The other day I was waiting for the bus on Sunset Blvd. There was a homeless man eating some leftovers he'd dug out of the trash. He seemed quite content with his find.
That is until another homeless guy showed up...
The intruding homeless guy had a sign that said PLEASE HELP and he was walking among the cars stopped at the light.
This angered and interupted the first homeless guy's lunch as he stood up and yelled, "Hey, you can't panhandle here. This is my spot."
The second guy ignored him and continued walking through the heavy mid-day traffic.
The first one continued while waiving a spork in the air, "Hey, you. It's illegal to panhandle here. You need to leave before I call the Mayor."
That triggered a response, "You don't have no Mayor's number and besides I see you panhandle here all the time. Don't the laws apply to you too?"

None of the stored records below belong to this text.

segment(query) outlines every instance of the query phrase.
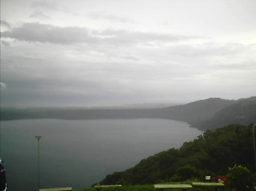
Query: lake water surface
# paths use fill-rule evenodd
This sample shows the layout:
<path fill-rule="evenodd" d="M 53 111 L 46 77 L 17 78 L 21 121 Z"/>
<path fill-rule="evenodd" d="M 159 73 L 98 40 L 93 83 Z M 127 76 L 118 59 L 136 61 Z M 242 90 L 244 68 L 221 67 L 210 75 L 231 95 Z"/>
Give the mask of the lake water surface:
<path fill-rule="evenodd" d="M 203 133 L 183 122 L 162 119 L 1 121 L 1 157 L 9 190 L 89 187 L 142 159 L 179 148 Z"/>

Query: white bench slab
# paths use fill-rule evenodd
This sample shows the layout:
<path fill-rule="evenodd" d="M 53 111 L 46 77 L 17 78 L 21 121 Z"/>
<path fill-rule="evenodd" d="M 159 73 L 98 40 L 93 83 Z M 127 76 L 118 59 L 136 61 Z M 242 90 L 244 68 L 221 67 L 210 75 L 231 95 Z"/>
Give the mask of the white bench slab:
<path fill-rule="evenodd" d="M 193 186 L 197 187 L 200 189 L 201 187 L 214 186 L 217 190 L 219 188 L 224 186 L 224 184 L 221 182 L 192 182 Z"/>
<path fill-rule="evenodd" d="M 39 191 L 72 191 L 71 187 L 40 189 Z"/>
<path fill-rule="evenodd" d="M 115 190 L 117 190 L 117 189 L 119 187 L 121 187 L 122 185 L 120 184 L 117 184 L 117 185 L 97 185 L 95 186 L 94 188 L 97 190 L 100 190 L 101 189 L 102 189 L 102 188 L 114 188 Z"/>
<path fill-rule="evenodd" d="M 154 187 L 159 190 L 167 189 L 191 189 L 192 186 L 190 184 L 155 184 Z"/>

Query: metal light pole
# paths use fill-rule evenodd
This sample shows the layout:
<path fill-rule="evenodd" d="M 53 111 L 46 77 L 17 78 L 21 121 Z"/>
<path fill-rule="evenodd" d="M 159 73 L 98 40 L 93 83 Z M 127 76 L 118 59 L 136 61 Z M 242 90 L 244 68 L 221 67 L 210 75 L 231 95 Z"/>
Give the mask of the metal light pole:
<path fill-rule="evenodd" d="M 40 143 L 39 139 L 41 136 L 36 136 L 36 139 L 38 139 L 38 190 L 40 190 Z"/>

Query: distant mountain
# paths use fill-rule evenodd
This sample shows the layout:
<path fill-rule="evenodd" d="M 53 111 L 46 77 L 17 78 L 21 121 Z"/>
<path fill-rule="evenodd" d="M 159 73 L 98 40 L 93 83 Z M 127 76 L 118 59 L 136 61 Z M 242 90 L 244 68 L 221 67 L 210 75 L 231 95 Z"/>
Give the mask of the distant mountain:
<path fill-rule="evenodd" d="M 164 116 L 167 118 L 185 121 L 193 125 L 210 119 L 215 113 L 236 102 L 235 100 L 212 97 L 163 109 L 159 112 L 159 117 Z"/>
<path fill-rule="evenodd" d="M 238 102 L 216 112 L 208 120 L 193 125 L 201 130 L 212 129 L 230 124 L 249 125 L 256 123 L 256 97 L 238 100 Z"/>
<path fill-rule="evenodd" d="M 90 109 L 86 108 L 1 108 L 1 120 L 32 118 L 64 120 L 165 118 L 188 122 L 201 130 L 232 123 L 256 121 L 256 97 L 238 100 L 209 98 L 167 108 Z"/>

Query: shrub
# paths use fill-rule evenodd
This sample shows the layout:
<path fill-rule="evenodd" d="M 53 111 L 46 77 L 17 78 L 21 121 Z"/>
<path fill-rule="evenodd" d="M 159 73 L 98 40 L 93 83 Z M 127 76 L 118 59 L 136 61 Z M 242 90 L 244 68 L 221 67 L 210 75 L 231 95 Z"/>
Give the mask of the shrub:
<path fill-rule="evenodd" d="M 232 188 L 239 191 L 254 190 L 254 178 L 252 172 L 246 167 L 235 165 L 230 169 L 227 177 L 228 185 Z"/>

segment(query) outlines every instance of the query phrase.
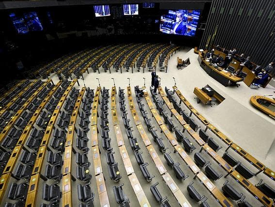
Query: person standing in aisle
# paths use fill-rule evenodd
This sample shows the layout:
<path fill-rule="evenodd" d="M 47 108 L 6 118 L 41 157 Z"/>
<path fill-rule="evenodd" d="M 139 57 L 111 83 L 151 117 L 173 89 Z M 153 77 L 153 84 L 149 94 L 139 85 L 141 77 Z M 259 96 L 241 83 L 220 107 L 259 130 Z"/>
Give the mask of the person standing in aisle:
<path fill-rule="evenodd" d="M 154 93 L 157 93 L 157 89 L 159 87 L 159 85 L 160 85 L 160 82 L 159 81 L 159 76 L 157 75 L 156 76 L 156 78 L 155 78 L 155 81 L 154 84 Z"/>
<path fill-rule="evenodd" d="M 152 72 L 152 73 L 151 73 L 151 75 L 152 76 L 152 80 L 151 81 L 151 86 L 153 87 L 155 85 L 155 78 L 156 78 L 156 76 L 157 75 L 156 74 L 155 69 L 154 69 L 153 70 L 153 72 Z"/>

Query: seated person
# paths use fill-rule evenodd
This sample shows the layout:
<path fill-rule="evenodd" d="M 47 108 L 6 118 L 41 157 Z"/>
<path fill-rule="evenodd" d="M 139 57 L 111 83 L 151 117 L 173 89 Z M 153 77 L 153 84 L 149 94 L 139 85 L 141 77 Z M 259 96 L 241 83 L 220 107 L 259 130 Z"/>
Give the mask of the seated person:
<path fill-rule="evenodd" d="M 224 62 L 220 65 L 220 67 L 224 69 L 226 68 L 232 61 L 232 56 L 230 54 L 226 55 Z"/>
<path fill-rule="evenodd" d="M 138 85 L 135 86 L 135 91 L 137 92 L 139 97 L 142 97 L 143 96 L 143 90 Z"/>
<path fill-rule="evenodd" d="M 261 71 L 262 71 L 261 66 L 257 65 L 255 69 L 253 70 L 253 72 L 256 76 L 258 76 L 259 73 L 261 72 Z"/>
<path fill-rule="evenodd" d="M 265 70 L 263 70 L 262 74 L 261 75 L 260 79 L 256 80 L 254 83 L 262 86 L 264 85 L 266 83 L 266 81 L 268 80 L 269 75 Z"/>
<path fill-rule="evenodd" d="M 212 49 L 211 52 L 208 52 L 205 55 L 206 58 L 210 58 L 212 59 L 214 57 L 214 51 L 215 51 L 214 49 Z"/>
<path fill-rule="evenodd" d="M 220 64 L 223 60 L 223 58 L 221 57 L 220 57 L 220 54 L 218 54 L 214 58 L 212 59 L 212 64 Z"/>
<path fill-rule="evenodd" d="M 233 48 L 233 49 L 230 49 L 229 54 L 231 54 L 232 56 L 234 56 L 237 54 L 237 49 L 236 48 Z"/>
<path fill-rule="evenodd" d="M 242 53 L 241 54 L 240 57 L 236 57 L 236 59 L 240 63 L 243 63 L 245 60 L 245 58 L 244 58 L 244 55 L 243 54 L 243 53 Z"/>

Now with arms akimbo the first guy said, "No asshole, I am not subject to your human laws."
The second guy angrily asked, "What the fuck does that mean?"
The first guy did a big (and impressive) doo-wop move and proclaimed with his proud gesture of matter-of-fact, "I am from outer space - your human laws do not apply to me."
It worked as there just was no arguing with that so the second guy shrugged and took off down the street.
Satisfied with himself he returned to his lunch. He took a bite and then realized that I had been a witness to this bizarre encounter. He looked up and I asked, "Are you really from outer space?"
He pointed his spork in my direction and said cooly, "Not really."